Ch-10 Batch Processing With Unix Tools Part 2

December 25, 2021 — 2 Min Read

Reducing side-joins and grouping

In a relational database setting data is usually normalized for faster queries. It is common for a record to have references to other records. Coalescing such data is usually achieved by the means of a JOIN operation. Another alternative is to denormalize data.

It can be expected that a database query is indexed, reducing the time it takes to fetch the records. MapReduce jobs don't have a concept of indexing. This leads to a full table-scan a very costly operation.
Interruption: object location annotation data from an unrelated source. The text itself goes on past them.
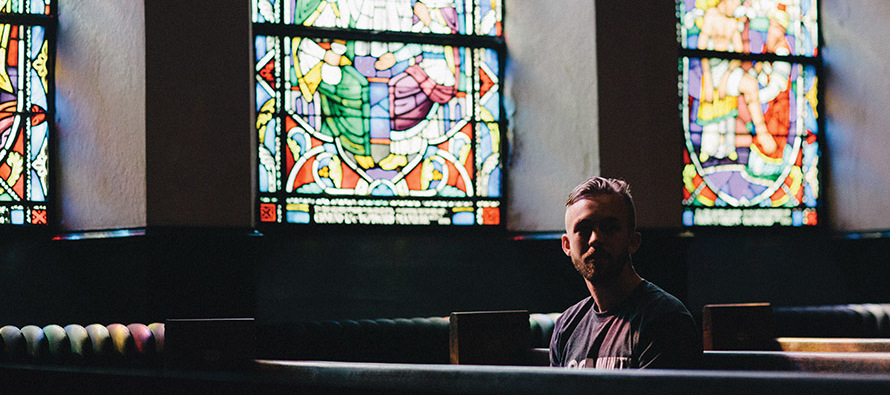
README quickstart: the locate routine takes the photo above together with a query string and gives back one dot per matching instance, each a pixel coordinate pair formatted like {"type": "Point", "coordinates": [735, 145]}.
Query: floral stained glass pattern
{"type": "Point", "coordinates": [25, 83]}
{"type": "Point", "coordinates": [378, 132]}
{"type": "Point", "coordinates": [751, 121]}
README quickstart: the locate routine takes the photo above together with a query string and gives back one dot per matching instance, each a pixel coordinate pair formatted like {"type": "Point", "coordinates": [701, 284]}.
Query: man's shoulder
{"type": "Point", "coordinates": [578, 309]}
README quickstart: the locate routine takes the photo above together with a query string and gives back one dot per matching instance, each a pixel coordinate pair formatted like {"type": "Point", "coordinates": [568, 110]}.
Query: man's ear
{"type": "Point", "coordinates": [566, 246]}
{"type": "Point", "coordinates": [635, 239]}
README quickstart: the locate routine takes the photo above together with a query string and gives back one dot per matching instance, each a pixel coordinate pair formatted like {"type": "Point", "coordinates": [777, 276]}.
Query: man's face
{"type": "Point", "coordinates": [598, 238]}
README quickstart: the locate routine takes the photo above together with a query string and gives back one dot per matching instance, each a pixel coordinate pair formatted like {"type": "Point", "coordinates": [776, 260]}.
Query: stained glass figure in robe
{"type": "Point", "coordinates": [751, 125]}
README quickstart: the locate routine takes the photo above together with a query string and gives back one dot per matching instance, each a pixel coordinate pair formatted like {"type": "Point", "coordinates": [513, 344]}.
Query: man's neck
{"type": "Point", "coordinates": [610, 295]}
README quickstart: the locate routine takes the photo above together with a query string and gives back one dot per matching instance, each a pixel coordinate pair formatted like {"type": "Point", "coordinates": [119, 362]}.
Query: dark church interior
{"type": "Point", "coordinates": [365, 309]}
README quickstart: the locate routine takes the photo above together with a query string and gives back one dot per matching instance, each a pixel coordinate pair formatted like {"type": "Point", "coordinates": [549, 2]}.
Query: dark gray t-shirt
{"type": "Point", "coordinates": [650, 329]}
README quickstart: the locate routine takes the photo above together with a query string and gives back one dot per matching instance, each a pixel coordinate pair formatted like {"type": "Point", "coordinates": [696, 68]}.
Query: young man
{"type": "Point", "coordinates": [627, 322]}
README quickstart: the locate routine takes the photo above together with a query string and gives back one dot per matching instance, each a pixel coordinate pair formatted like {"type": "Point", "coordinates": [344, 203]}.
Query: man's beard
{"type": "Point", "coordinates": [607, 268]}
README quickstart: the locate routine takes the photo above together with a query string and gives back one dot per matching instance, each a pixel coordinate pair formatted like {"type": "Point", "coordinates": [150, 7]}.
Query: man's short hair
{"type": "Point", "coordinates": [596, 186]}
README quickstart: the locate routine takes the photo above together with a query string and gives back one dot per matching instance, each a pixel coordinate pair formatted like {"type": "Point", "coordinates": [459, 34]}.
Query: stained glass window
{"type": "Point", "coordinates": [379, 112]}
{"type": "Point", "coordinates": [749, 87]}
{"type": "Point", "coordinates": [27, 50]}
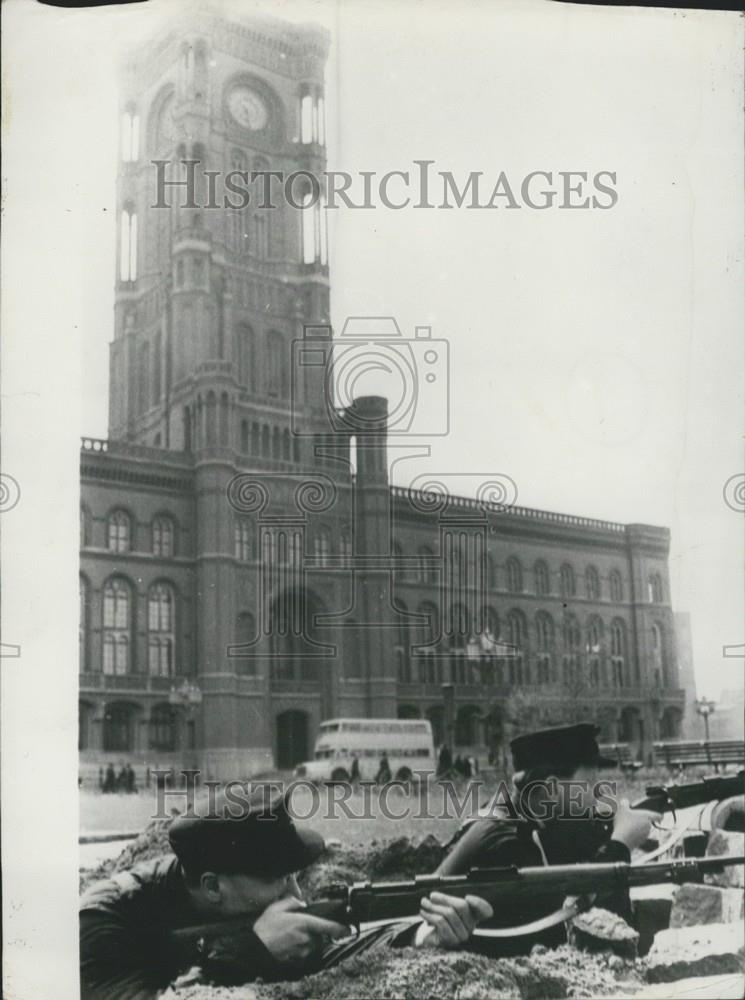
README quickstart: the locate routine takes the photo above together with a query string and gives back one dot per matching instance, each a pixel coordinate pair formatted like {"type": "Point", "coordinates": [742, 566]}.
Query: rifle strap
{"type": "Point", "coordinates": [567, 912]}
{"type": "Point", "coordinates": [676, 836]}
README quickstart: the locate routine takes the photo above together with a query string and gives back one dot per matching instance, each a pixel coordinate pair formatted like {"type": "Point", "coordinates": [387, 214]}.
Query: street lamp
{"type": "Point", "coordinates": [705, 709]}
{"type": "Point", "coordinates": [188, 695]}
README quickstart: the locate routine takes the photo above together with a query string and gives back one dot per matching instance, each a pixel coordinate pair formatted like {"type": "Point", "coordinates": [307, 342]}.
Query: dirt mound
{"type": "Point", "coordinates": [429, 975]}
{"type": "Point", "coordinates": [151, 843]}
{"type": "Point", "coordinates": [395, 859]}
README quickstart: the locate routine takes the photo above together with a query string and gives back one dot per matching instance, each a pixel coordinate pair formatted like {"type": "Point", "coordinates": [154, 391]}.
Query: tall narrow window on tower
{"type": "Point", "coordinates": [306, 118]}
{"type": "Point", "coordinates": [128, 249]}
{"type": "Point", "coordinates": [130, 136]}
{"type": "Point", "coordinates": [312, 117]}
{"type": "Point", "coordinates": [308, 235]}
{"type": "Point", "coordinates": [321, 121]}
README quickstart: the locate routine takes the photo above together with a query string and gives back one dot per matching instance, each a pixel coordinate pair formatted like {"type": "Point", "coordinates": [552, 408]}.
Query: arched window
{"type": "Point", "coordinates": [654, 586]}
{"type": "Point", "coordinates": [117, 627]}
{"type": "Point", "coordinates": [429, 630]}
{"type": "Point", "coordinates": [161, 628]}
{"type": "Point", "coordinates": [156, 371]}
{"type": "Point", "coordinates": [276, 365]}
{"type": "Point", "coordinates": [163, 536]}
{"type": "Point", "coordinates": [321, 121]}
{"type": "Point", "coordinates": [242, 539]}
{"type": "Point", "coordinates": [119, 531]}
{"type": "Point", "coordinates": [245, 637]}
{"type": "Point", "coordinates": [322, 546]}
{"type": "Point", "coordinates": [244, 355]}
{"type": "Point", "coordinates": [594, 649]}
{"type": "Point", "coordinates": [544, 641]}
{"type": "Point", "coordinates": [514, 576]}
{"type": "Point", "coordinates": [618, 652]}
{"type": "Point", "coordinates": [466, 726]}
{"type": "Point", "coordinates": [306, 118]}
{"type": "Point", "coordinates": [143, 380]}
{"type": "Point", "coordinates": [118, 728]}
{"type": "Point", "coordinates": [659, 658]}
{"type": "Point", "coordinates": [238, 218]}
{"type": "Point", "coordinates": [540, 577]}
{"type": "Point", "coordinates": [128, 250]}
{"type": "Point", "coordinates": [592, 583]}
{"type": "Point", "coordinates": [397, 562]}
{"type": "Point", "coordinates": [515, 636]}
{"type": "Point", "coordinates": [345, 547]}
{"type": "Point", "coordinates": [427, 564]}
{"type": "Point", "coordinates": [163, 728]}
{"type": "Point", "coordinates": [310, 239]}
{"type": "Point", "coordinates": [568, 582]}
{"type": "Point", "coordinates": [130, 136]}
{"type": "Point", "coordinates": [572, 642]}
{"type": "Point", "coordinates": [84, 623]}
{"type": "Point", "coordinates": [85, 526]}
{"type": "Point", "coordinates": [403, 645]}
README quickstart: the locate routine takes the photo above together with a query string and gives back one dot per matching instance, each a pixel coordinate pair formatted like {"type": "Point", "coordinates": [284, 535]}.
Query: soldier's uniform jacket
{"type": "Point", "coordinates": [126, 952]}
{"type": "Point", "coordinates": [504, 841]}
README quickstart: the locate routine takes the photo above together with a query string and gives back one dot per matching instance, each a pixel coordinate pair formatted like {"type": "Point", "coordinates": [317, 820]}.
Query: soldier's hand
{"type": "Point", "coordinates": [452, 919]}
{"type": "Point", "coordinates": [631, 826]}
{"type": "Point", "coordinates": [292, 935]}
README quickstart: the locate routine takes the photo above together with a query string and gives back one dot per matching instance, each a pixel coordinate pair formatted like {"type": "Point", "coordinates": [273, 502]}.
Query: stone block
{"type": "Point", "coordinates": [711, 950]}
{"type": "Point", "coordinates": [651, 905]}
{"type": "Point", "coordinates": [723, 842]}
{"type": "Point", "coordinates": [600, 930]}
{"type": "Point", "coordinates": [706, 904]}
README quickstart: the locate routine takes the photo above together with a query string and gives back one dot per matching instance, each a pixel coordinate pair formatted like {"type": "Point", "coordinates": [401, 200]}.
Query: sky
{"type": "Point", "coordinates": [595, 356]}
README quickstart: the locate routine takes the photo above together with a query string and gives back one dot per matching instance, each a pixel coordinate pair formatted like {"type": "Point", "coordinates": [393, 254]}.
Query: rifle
{"type": "Point", "coordinates": [366, 902]}
{"type": "Point", "coordinates": [670, 798]}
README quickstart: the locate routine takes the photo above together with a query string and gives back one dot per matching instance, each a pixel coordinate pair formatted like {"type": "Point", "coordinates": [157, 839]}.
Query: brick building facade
{"type": "Point", "coordinates": [247, 569]}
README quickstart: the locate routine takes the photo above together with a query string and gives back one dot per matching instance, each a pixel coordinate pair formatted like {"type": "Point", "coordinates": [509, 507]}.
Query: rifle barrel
{"type": "Point", "coordinates": [368, 901]}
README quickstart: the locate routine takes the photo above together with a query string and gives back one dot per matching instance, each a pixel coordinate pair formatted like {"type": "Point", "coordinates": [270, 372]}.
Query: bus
{"type": "Point", "coordinates": [407, 743]}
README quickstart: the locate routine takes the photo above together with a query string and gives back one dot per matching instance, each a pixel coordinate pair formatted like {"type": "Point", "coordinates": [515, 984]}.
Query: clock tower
{"type": "Point", "coordinates": [210, 295]}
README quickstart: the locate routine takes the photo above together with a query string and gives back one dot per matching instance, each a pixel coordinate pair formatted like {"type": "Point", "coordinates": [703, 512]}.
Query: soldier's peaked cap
{"type": "Point", "coordinates": [260, 839]}
{"type": "Point", "coordinates": [565, 747]}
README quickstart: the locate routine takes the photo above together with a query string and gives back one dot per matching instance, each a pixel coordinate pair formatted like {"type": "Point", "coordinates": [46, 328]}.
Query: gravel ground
{"type": "Point", "coordinates": [425, 975]}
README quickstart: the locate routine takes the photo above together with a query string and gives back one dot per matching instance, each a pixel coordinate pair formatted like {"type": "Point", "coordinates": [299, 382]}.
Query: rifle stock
{"type": "Point", "coordinates": [364, 902]}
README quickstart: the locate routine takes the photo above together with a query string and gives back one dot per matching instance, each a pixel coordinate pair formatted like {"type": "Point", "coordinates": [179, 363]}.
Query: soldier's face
{"type": "Point", "coordinates": [251, 894]}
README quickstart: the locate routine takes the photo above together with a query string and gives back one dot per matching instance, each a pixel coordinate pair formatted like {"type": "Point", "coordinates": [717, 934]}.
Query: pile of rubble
{"type": "Point", "coordinates": [693, 930]}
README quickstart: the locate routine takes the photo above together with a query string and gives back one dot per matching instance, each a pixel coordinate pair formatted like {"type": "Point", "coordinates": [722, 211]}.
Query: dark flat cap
{"type": "Point", "coordinates": [263, 841]}
{"type": "Point", "coordinates": [565, 747]}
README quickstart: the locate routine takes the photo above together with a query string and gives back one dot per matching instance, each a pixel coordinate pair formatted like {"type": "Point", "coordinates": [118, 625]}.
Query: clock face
{"type": "Point", "coordinates": [248, 109]}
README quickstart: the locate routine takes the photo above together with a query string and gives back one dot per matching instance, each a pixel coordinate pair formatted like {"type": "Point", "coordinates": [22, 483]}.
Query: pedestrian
{"type": "Point", "coordinates": [384, 771]}
{"type": "Point", "coordinates": [109, 784]}
{"type": "Point", "coordinates": [444, 761]}
{"type": "Point", "coordinates": [354, 775]}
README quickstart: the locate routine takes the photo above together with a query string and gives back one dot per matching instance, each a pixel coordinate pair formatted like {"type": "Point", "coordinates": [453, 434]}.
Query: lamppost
{"type": "Point", "coordinates": [705, 708]}
{"type": "Point", "coordinates": [187, 695]}
{"type": "Point", "coordinates": [448, 697]}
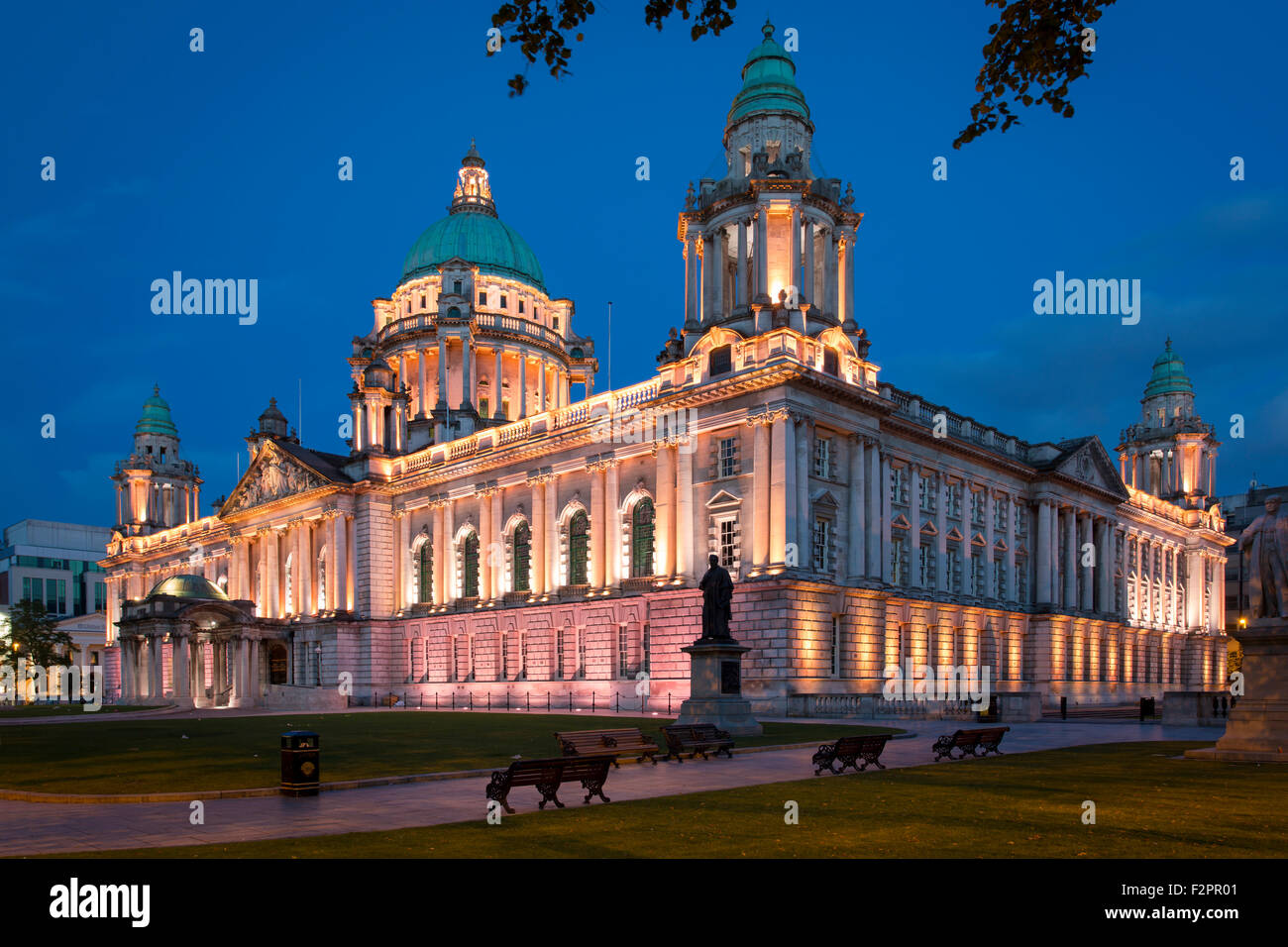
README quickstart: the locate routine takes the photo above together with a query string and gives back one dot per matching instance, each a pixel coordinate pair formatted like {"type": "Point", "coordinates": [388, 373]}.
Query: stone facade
{"type": "Point", "coordinates": [552, 549]}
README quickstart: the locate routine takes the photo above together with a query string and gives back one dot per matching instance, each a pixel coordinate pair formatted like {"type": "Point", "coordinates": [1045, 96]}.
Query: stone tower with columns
{"type": "Point", "coordinates": [771, 244]}
{"type": "Point", "coordinates": [155, 488]}
{"type": "Point", "coordinates": [1171, 451]}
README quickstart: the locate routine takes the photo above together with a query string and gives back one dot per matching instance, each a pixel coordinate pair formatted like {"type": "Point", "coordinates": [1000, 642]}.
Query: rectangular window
{"type": "Point", "coordinates": [728, 543]}
{"type": "Point", "coordinates": [822, 457]}
{"type": "Point", "coordinates": [820, 544]}
{"type": "Point", "coordinates": [728, 457]}
{"type": "Point", "coordinates": [836, 646]}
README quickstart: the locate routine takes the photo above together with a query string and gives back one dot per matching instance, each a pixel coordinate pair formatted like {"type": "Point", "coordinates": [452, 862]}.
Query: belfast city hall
{"type": "Point", "coordinates": [488, 539]}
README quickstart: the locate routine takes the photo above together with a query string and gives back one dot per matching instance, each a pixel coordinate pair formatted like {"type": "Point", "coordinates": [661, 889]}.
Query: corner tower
{"type": "Point", "coordinates": [1171, 451]}
{"type": "Point", "coordinates": [772, 243]}
{"type": "Point", "coordinates": [155, 488]}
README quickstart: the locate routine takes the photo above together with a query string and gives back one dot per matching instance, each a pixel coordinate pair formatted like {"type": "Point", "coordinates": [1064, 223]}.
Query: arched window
{"type": "Point", "coordinates": [425, 573]}
{"type": "Point", "coordinates": [831, 361]}
{"type": "Point", "coordinates": [322, 579]}
{"type": "Point", "coordinates": [642, 539]}
{"type": "Point", "coordinates": [471, 566]}
{"type": "Point", "coordinates": [522, 557]}
{"type": "Point", "coordinates": [579, 527]}
{"type": "Point", "coordinates": [720, 361]}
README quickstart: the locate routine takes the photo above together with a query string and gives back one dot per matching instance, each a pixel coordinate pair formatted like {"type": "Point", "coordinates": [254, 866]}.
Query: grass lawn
{"type": "Point", "coordinates": [220, 751]}
{"type": "Point", "coordinates": [9, 711]}
{"type": "Point", "coordinates": [1147, 805]}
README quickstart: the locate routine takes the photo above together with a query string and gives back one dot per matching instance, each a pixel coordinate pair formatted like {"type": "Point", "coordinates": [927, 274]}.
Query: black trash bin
{"type": "Point", "coordinates": [301, 763]}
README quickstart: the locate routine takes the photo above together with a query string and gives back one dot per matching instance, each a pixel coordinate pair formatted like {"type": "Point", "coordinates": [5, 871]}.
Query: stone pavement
{"type": "Point", "coordinates": [35, 827]}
We see a common pattern in data processing:

entity	id	log
user	105	clicked button
user	296	viewed profile of 134
user	105	login via email campaign
user	101	changed settings
user	800	searched for keyword
...	...	...

user_id	email	date-of-birth
101	beth@foo.com	1991-05-12
105	opa@kor.ea	1998-10-11
296	singh@bar.co.in	1995-03-23
800	potato@onion.gg	1971-08-07
...	...	...

To aggregate records we would have to perform a join on the user_id field. Joining one by one would reduce the throughput, cache efficiency would depend on data distribution, running a large number of these queries in parallel would overwhelm the database.

To achieve a good throughput the computation should be local to a machine.
We don't want to query a remote database since the results would be non-deterministic in that case.
We copy the database (a backup).
Load it in a distributed file system like HDFS.
Use MapReduce to aggregate the data.